Areas In Razor Pages

Support for Areas was added to Razor Pages with the release of ASP.NET Core 2.1. They have long been used in MVC applications as a way to separate logical chunks of large applications into semi-independent modules to facilitate team working etc. Here, I explore how to use areas in a Razor Pages application.

The first thing to mention is that areas in Razor Pages differ to the ones that you find in an MVC application. An MVC area is like a mini MVC application, including all of the folders that you associate with MVC - Model, Views and Controllers. MVC areas have tooling support within Visual Studio, enabling the quick scaffolding of all the required artefacts:

Areas in MVC

This kind of support is not available (at the time of writing, at least) to Razor Pages areas. To add areas to Razor Pages, you simply add a new folder to the application and name it Areas. The folder must be at the root of the application:

Areas in Razor Pages

The name of the Areas folder is non-negotiable. You cannot configure it to be something other than "Areas". 

Once you have done this, you add additional subfolders for each item that represents a distinct area of the application, in this example, Customers, Orders and Products. These form the names of the areas:

Areas in Razor Pages

Razor Pages in areas must have their own root folder just as in the main application. Therefore you will need to add a Pages folder to each area:

Areas in Razor Pages

Again, the name of the root folder for the pages is not configurable.

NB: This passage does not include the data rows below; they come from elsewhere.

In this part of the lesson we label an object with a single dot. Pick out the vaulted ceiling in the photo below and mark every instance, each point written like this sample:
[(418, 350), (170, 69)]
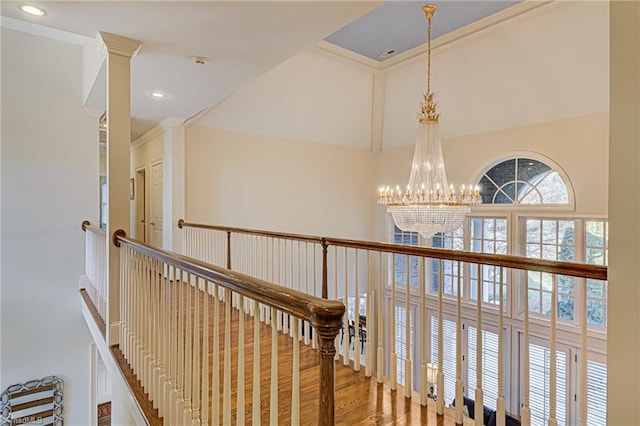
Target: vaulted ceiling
[(240, 40)]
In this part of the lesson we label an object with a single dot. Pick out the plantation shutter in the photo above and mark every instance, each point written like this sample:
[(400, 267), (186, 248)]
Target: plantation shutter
[(539, 361), (596, 393), (449, 356), (401, 341), (489, 366)]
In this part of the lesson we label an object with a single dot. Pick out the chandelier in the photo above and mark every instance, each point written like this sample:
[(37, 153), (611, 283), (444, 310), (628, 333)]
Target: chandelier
[(430, 204)]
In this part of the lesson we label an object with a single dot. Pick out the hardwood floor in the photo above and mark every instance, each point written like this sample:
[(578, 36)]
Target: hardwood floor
[(359, 400)]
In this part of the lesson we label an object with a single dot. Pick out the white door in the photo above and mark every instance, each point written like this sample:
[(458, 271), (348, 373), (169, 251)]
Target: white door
[(140, 203), (156, 206)]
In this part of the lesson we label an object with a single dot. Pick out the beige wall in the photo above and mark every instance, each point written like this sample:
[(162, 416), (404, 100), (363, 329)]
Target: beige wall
[(313, 96), (264, 182), (145, 152), (547, 64), (579, 146), (49, 174)]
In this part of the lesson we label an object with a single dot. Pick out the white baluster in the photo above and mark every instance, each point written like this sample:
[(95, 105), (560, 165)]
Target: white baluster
[(273, 406), (255, 414), (441, 393), (205, 355), (525, 412), (163, 335), (295, 384), (459, 389), (423, 340), (479, 399), (215, 407), (368, 325), (408, 374), (380, 317), (393, 358), (188, 353), (584, 357), (181, 343), (346, 342), (195, 374), (500, 403), (356, 317), (226, 399), (240, 395), (315, 292), (340, 336), (553, 367)]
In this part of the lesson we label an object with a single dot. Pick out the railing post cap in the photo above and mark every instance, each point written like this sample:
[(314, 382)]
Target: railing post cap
[(117, 234)]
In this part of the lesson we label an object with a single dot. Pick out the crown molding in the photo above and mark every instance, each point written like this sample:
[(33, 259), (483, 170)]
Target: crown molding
[(42, 31), (94, 111), (171, 122), (118, 45), (326, 47), (467, 31), (156, 130)]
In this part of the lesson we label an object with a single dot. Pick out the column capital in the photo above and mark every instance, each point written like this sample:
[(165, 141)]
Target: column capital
[(118, 45)]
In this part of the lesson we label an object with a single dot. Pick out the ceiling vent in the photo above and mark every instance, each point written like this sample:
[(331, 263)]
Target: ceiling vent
[(386, 54)]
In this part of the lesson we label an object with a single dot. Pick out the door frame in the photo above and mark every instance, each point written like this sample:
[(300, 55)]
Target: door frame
[(141, 203), (149, 200)]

Having done that, you can begin to add Razor Pages to each area. One thing to mention is that the PageModel class will be generated with a namespace matching the file path to the file e.g. WebApplication1.Areas.Customers.Pages.IndexModel. The @model directive in the content page will not pick this up by default, so you can either fully qualify the @model directive every time you add a new page to the area, or you can add a _ViewImports.cshtml_ file to the Pages folder in the area, specifying the namespace for all pages in the folder:

For demo purposes, the current Index.cshtml file in the Customers area is very brief:

You should be able to navigate to it by firing up the application and appending /customers to the URL, but the output is very bland and has no styling:

Areas in Razor Pages

You can make use of the default layout file by copying the _ViewStart.cshtml file from the root Pages folder to the Areas folder:

Areas in Razor Pages

Now the pages in all areas will automatically make use of the default layout page:

Areas in Razor Pages

Alternatively, you can specify a different layout file altogether, and only affect one area. The following example makes use of a Layout page located in the Pages folder of the Customers area:

@{
    Layout = "/Areas/Customers/Pages/_Layout.cshtml";
}

This ViewStart file can be placed in the Customers folder or the Customers/Pages folder to affect all pages in the Customers area only. Pages in other areas will still be governed by the ViewStart file placed in the Areas folder.

Links and Redirects To Areas

When you use the anchor taghelper to generate your links to items in areas, you must use the asp-area attribute:

...unless you are generating links between pages within the same area. Here is the Customers area Index page again with a link to Create.cshtml, also located in the Customers area:

If using the RedirectToPage method to transfer someone to a location within an area, you should use the overload that takes an object representing route values to specify the area:

The leading slash is not necessary when using RedirectToPage from within a Razor page, but you must use it when redirecting from outside of a Razor page, such as from an MVC controller.

Routing

Route templates for items in areas are generated by prepending the area name to the file path of the page rooted in the area's Pages folder. For example, the template generated for the item with a relative path of /Areas/Customers/Pages/Create.cshtml will be "Customers/Create". This will clash with an item located at /Pages/Customers/Create/Index.cshtml or /Pages/Customers/Create.cshtml, unless constraints are explicity added to the route templates to disambiguate them.

Configuration and customisation

Customisation of conventions around areas in Razor Pages is limited. As I mentioned earlier, the location of areas is restricted to a folder named Areas. Razor page files must be placed in a folder named Pages within each area. Areas are enabled through one of two mechanisms. The first is by default if you to set the compatibility version to 2.1 in the Startup ConfigureServices method:

services.AddMvc().SetCompatibilityVersion(CompatibilityVersion.Version_2_1);

The second method is to set the RazorPagesOptions.AllowAreas property to true (also in ConfigureServices):

services.AddMvc().AddRazorPagesOptions(options =>
{
    options.AllowAreas = true;
});

Note that your application still needs to be targeting .NET Core 2.1 for this to work. It is how you elect to opt in to specific 2.1 behaviours if you choose not to set the compatibility version.

Summary

Areas were added to Razor Pages primarily to assist with the introduction of Razor class libraries, specifically the introduction of Identity as a class library. As such, they offer a way of dividing a complex Razor Pages application up by feature, but in reality, the same can be achieved with a little less ceremony by adding feature folders to the Pages folder e.g. /Pages/Customers/, /Pages/Orders/ etc. Nevertheless, if you are used to working with areas in MVC, it's good to know that they are available in Razor Pages too.